RD&Ding fortified foods for East Africa
One of the most common hurdles social entrepreneurs with exciting product ideas face is the lack of formal distribution channels in rural markets. Living Goods tackles this challenge in Uganda by training local sales agents to deliver life-changing products such as anti-malaria treatments, fortified foods, solar lamps, clean burning cook stoves, and sanitary pads. The analogy they use is “Avon ladies”, where CEO Chuck Slaughter worked for a few years in order to understand the franchise model. With more than 1,000 profitable agents in Uganda, Living Goods expanded its service to Kenya and was in a position to strengthen its supply chain and build on its brand with its own product line. They wanted to start with a product with proven health impacts in their target market as well as proven market-demand.

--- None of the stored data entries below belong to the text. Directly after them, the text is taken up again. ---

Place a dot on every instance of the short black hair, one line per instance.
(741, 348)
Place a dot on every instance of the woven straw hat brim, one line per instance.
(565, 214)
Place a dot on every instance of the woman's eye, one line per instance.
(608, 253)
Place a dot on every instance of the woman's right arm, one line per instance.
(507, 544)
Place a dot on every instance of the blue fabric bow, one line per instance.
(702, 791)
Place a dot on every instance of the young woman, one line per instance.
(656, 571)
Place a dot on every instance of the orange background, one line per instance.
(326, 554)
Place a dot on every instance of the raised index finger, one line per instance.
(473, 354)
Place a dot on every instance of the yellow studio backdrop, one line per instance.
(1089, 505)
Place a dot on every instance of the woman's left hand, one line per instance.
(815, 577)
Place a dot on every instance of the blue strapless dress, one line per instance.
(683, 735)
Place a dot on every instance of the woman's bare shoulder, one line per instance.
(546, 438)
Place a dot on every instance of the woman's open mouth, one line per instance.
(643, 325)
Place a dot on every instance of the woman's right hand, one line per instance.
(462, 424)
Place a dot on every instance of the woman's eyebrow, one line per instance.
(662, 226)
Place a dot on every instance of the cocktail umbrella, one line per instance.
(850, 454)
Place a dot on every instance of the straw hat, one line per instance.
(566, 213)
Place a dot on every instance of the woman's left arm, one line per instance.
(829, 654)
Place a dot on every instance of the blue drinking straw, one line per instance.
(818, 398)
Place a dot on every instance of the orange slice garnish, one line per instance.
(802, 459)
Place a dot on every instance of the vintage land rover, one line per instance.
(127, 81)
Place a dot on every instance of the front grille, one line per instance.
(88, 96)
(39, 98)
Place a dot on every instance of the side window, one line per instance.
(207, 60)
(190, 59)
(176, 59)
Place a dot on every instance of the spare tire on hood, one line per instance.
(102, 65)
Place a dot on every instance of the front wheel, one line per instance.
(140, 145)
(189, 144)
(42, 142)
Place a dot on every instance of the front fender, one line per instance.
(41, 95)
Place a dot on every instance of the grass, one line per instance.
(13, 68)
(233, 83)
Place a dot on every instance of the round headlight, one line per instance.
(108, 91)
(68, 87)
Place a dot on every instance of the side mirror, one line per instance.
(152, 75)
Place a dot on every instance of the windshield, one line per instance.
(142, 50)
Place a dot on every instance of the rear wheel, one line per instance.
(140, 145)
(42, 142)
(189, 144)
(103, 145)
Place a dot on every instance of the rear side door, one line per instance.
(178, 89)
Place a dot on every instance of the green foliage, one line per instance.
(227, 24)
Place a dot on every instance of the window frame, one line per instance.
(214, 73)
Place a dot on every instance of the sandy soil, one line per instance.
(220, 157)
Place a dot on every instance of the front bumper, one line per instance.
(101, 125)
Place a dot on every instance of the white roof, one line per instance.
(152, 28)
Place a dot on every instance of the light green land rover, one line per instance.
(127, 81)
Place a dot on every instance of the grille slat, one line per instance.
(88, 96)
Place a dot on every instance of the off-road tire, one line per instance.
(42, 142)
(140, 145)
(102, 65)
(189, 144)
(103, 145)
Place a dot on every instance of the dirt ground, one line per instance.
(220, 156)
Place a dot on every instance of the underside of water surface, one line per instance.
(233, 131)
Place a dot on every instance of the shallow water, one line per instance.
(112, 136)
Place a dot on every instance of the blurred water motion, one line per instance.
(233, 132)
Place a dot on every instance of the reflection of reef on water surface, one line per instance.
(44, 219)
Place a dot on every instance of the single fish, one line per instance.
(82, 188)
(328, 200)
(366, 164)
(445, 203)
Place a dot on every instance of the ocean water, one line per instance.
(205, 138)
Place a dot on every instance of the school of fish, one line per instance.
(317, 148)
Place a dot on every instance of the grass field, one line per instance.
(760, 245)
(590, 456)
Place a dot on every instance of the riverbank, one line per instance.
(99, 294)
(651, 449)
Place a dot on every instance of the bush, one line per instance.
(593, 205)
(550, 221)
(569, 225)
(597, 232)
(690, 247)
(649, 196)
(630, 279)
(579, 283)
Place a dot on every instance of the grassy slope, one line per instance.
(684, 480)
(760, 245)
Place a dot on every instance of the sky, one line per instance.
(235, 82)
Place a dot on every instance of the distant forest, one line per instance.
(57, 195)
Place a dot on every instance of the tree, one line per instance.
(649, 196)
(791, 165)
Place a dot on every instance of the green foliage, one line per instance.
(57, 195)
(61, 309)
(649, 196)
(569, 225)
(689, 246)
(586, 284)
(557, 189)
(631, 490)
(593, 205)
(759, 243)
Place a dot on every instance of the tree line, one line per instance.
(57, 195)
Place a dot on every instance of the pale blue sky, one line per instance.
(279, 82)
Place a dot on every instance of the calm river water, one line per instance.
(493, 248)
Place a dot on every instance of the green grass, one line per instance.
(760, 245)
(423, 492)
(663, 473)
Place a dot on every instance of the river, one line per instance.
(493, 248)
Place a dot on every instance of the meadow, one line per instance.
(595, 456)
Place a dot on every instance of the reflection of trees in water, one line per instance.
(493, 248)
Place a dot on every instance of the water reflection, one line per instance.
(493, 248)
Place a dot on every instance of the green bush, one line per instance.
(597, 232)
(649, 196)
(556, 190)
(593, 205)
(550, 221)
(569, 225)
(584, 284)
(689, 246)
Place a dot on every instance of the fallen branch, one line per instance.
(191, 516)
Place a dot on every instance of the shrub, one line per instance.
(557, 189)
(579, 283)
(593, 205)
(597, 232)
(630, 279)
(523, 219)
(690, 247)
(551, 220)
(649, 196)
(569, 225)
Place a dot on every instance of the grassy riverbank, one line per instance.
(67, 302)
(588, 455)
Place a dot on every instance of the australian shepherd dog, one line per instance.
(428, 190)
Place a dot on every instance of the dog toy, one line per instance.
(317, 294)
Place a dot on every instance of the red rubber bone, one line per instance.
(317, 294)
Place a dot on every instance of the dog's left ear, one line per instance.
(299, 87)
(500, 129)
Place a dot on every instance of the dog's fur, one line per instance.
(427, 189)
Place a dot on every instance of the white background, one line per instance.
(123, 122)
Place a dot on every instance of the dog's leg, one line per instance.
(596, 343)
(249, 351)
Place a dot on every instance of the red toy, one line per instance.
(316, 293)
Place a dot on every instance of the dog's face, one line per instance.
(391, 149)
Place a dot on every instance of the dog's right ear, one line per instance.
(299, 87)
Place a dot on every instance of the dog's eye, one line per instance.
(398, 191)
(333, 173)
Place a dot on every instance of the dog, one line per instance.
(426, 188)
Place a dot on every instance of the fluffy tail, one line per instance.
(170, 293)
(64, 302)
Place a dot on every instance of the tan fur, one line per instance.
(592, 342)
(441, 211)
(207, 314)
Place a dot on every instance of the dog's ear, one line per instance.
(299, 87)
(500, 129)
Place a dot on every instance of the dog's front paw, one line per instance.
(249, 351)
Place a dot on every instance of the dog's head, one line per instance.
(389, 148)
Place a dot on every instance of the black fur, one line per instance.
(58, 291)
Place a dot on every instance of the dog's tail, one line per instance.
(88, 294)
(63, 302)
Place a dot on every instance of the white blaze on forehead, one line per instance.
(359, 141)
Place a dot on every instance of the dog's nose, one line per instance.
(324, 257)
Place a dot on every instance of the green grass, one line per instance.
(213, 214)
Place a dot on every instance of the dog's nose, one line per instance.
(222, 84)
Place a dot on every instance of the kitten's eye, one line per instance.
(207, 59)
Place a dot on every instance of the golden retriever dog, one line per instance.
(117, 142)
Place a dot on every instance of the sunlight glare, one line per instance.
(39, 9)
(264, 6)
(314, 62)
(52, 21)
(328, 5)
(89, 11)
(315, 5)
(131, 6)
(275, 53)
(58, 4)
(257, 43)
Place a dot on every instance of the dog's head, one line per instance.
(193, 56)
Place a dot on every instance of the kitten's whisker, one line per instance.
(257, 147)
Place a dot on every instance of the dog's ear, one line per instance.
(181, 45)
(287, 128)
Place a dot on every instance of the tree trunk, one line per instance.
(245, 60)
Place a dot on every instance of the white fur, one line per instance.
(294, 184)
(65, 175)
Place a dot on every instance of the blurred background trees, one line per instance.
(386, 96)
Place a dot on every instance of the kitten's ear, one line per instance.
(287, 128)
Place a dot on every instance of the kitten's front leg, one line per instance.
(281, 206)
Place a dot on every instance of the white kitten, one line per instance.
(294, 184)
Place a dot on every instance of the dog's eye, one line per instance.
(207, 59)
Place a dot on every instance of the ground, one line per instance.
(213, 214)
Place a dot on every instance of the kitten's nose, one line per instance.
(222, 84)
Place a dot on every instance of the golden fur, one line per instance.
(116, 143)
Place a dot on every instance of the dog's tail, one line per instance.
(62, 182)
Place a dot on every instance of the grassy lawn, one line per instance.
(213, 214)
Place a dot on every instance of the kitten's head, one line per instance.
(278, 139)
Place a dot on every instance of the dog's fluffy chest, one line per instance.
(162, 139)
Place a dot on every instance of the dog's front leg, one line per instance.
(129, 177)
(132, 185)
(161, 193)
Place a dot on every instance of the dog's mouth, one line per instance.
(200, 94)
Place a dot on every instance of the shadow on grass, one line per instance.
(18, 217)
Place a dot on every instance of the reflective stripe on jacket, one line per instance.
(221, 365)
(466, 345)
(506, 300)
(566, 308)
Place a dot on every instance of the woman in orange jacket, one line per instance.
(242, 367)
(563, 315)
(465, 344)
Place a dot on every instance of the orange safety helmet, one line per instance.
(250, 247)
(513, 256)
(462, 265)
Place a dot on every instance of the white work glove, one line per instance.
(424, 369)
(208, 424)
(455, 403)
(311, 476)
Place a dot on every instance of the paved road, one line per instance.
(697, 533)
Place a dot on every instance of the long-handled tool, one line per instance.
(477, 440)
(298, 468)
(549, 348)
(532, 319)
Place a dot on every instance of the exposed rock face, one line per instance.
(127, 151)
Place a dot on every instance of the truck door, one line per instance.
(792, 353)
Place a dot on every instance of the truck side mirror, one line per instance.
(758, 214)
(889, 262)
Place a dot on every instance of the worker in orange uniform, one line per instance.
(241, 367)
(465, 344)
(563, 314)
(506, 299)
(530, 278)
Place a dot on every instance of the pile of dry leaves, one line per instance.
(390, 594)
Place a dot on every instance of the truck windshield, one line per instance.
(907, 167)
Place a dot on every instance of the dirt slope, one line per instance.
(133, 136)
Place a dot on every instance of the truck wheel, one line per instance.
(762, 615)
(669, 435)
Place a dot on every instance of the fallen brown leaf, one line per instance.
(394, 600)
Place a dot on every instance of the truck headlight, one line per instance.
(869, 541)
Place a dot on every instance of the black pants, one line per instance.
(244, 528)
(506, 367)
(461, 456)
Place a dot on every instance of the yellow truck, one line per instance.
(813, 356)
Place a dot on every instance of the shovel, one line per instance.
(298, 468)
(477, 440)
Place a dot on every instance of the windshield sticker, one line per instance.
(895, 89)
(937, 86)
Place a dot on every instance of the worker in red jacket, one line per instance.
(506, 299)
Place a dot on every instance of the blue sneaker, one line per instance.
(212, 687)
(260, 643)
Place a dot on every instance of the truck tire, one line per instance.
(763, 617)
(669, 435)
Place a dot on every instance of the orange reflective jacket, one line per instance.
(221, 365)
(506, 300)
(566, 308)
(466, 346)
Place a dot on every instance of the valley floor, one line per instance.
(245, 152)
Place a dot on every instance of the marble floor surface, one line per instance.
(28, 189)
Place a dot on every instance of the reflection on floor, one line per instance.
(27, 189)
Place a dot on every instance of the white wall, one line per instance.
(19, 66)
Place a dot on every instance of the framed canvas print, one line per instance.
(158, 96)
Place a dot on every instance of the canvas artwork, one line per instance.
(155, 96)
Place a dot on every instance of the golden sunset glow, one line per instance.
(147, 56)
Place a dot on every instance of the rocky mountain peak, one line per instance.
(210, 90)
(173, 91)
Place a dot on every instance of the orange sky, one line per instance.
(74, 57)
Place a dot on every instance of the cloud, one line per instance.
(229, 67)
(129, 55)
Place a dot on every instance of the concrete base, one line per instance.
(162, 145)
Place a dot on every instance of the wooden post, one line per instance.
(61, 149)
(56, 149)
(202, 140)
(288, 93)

Living Goods asked Catapult to develop a tasty and fortified food product with packaging that reinforced the Living Goods brand and pricepoint that they could manufacture in East Africa.
We leveraged Living Goods network of health experts, visited their East African manufacturing vendors, and contracted a top US-based food designer to craft five product concepts that address Living Goods’ customers’ nutritional, convenience, economic and eating-experience needs. Over the course of nine months, we:
- visited households, shadowed sales agents, and interviewed experts in order to uncover insights, such as the fact that Living Goods’ market is very discerning when it comes to taste
- designed and co-developed a fortified porridge formulation itself with three East African food producers
- designed and conducted taste tests of these formulations with Living Goods customers using a Ugandan research firm
- vetted the top two manufacturers and created the full product specification package, including standards and sourcing partners.
put forth multiple custom packaging design iterations with local manufacturers
used both Kenyan and US graphic designers to develop a dozen labeling options and put them in front of consumers to gauge attractiveness
Living Goods took the outputs from Catapult and was able to successfully stock their shelves with their first private label product. Shortly after, they started selling this new product in Uganda and Kenya.